From the onset, fashion design has always been of interest to Ladunni Lambo. Knowing this, Lambo pursued the dream aggressively and went ahead to study Fashion Design in Nottingham Trent University.
Following her graduation in 2012, Lambo made a decision to move back to Nigeria and going on to spend a year learning and understanding more of what the industry has to offer, later on showcasing her first ever collection at Lagos Fashion and Design Week in 2013 as part of the Fashion Focus contestants. Moving forward, she stepped back to hone her design skills, spending two years as the head designer for Frankie & Co, an in house brand for Nigerian fashion retail store, Grey Velvet.
When the feeling of readiness came, Lambo finally launch her own brand. She showcased her first official collection A Wife for Nana in 2016, an assemblage that told the story of a young woman’s struggle with accepting her forceful marriage to the the village chief. We the great reception the collection received in the fashion world, Lambo's eponymous brand has grown and now boasts an impressive clientele with the likes of renowned novelist Chimamanda Ngozi Adichie, has gone on to be featured on influential fashion website, Models.com, and is also stocked at Spanish e-commerce store, La Fenestra. As the brand grows, Ladunni says she'll continue to push her boundaries in creativity, style and innovation, sharing her stories and beliefs through each collection.

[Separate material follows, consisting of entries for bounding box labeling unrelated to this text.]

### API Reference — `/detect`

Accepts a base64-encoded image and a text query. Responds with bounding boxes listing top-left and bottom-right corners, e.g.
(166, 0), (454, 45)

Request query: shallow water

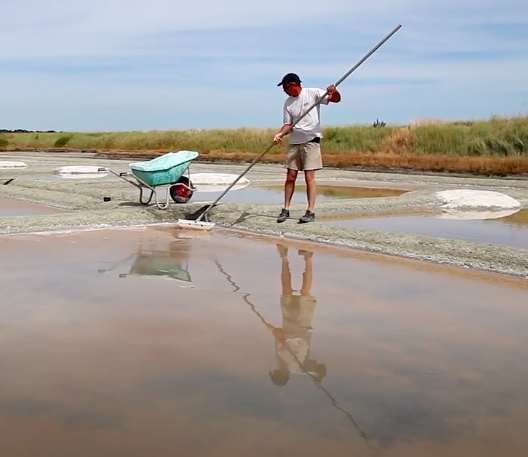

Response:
(0, 197), (66, 217)
(0, 228), (528, 457)
(130, 185), (406, 204)
(332, 209), (528, 249)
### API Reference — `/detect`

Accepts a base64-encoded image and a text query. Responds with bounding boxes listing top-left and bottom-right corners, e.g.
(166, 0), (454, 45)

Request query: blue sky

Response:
(0, 0), (528, 131)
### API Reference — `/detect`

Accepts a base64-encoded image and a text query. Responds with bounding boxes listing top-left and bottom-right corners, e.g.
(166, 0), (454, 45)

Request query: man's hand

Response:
(326, 84), (341, 103)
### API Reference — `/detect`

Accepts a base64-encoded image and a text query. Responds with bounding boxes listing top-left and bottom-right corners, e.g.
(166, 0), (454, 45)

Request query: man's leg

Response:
(299, 143), (323, 222)
(304, 170), (317, 213)
(284, 169), (299, 210)
(277, 145), (302, 222)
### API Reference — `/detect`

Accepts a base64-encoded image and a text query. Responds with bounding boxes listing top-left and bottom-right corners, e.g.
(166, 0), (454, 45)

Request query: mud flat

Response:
(0, 153), (528, 278)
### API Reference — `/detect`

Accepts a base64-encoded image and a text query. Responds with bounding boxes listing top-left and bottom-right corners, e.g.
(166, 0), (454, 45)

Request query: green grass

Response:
(5, 115), (528, 157)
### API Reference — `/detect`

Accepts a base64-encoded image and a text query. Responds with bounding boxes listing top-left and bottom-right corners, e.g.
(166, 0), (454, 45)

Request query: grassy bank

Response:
(0, 116), (528, 176)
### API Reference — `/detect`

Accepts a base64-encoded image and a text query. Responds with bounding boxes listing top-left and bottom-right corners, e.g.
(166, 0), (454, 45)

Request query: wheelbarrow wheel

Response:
(170, 176), (194, 203)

In a chat, the designer discusses the brand's relationship with Nigerian culture, her newest offering and more with Globetrotter's Vane Karolle.
The STAR collection by Ladunni Lambo
Vane Karolle: What is the Ladunni brand about?

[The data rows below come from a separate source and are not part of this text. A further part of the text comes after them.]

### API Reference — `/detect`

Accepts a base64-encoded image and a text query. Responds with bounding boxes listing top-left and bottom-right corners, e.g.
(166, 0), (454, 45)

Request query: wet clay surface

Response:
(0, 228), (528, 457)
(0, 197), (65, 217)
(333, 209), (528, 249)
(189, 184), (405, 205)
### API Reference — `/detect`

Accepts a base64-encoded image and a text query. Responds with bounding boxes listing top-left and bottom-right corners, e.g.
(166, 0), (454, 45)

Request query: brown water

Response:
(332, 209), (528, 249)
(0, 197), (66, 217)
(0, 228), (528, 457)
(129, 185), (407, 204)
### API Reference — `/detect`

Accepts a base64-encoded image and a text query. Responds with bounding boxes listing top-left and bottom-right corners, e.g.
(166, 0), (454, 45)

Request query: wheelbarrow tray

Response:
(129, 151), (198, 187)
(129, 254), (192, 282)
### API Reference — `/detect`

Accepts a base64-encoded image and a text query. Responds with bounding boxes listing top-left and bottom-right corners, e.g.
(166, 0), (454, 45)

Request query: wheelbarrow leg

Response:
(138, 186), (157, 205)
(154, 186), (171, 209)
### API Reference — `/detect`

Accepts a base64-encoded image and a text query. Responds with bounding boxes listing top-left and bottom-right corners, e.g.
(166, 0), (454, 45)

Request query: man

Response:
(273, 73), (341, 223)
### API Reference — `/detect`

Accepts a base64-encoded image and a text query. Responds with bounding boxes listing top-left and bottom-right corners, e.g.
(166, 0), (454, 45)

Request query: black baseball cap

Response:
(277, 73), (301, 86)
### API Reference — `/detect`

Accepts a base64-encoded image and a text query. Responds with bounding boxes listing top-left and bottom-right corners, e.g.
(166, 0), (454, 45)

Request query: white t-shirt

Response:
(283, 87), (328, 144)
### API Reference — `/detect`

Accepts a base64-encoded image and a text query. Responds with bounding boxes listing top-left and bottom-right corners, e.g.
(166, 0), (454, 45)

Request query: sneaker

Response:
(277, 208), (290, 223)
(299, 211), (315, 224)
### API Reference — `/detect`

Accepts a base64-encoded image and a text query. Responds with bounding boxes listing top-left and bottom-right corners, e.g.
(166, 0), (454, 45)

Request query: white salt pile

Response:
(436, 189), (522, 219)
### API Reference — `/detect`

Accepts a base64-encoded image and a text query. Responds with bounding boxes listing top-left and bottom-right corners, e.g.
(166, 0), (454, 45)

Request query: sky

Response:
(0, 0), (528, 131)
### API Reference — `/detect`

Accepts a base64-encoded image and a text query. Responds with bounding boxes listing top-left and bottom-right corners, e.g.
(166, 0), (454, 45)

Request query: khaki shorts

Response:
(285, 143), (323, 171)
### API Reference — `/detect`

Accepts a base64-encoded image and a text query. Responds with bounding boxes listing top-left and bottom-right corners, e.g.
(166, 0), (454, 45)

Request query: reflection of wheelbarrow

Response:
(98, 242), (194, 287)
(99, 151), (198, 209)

Ladunni Lambo: Ladunni Lambo is a wearable statement and story, the brand is made to represent women in their strongest and most memorable form. The brand can best be described as an alternative luxury brand, with an evident cultural motif in each collection through the use of Aso Oke (traditionally woven Nigerian fabric).
VK: Do you have a personal style philosophy?
LL: Not particularly, but I do believe you should dress how you feel, and in situations where you can't, have an element of yourself or what you like. We always hear 'you are what you eat', but I also believe, in many occasions, that 'you are what you wear'.
VK: Would you say that your work is a reflection of yourself? Why?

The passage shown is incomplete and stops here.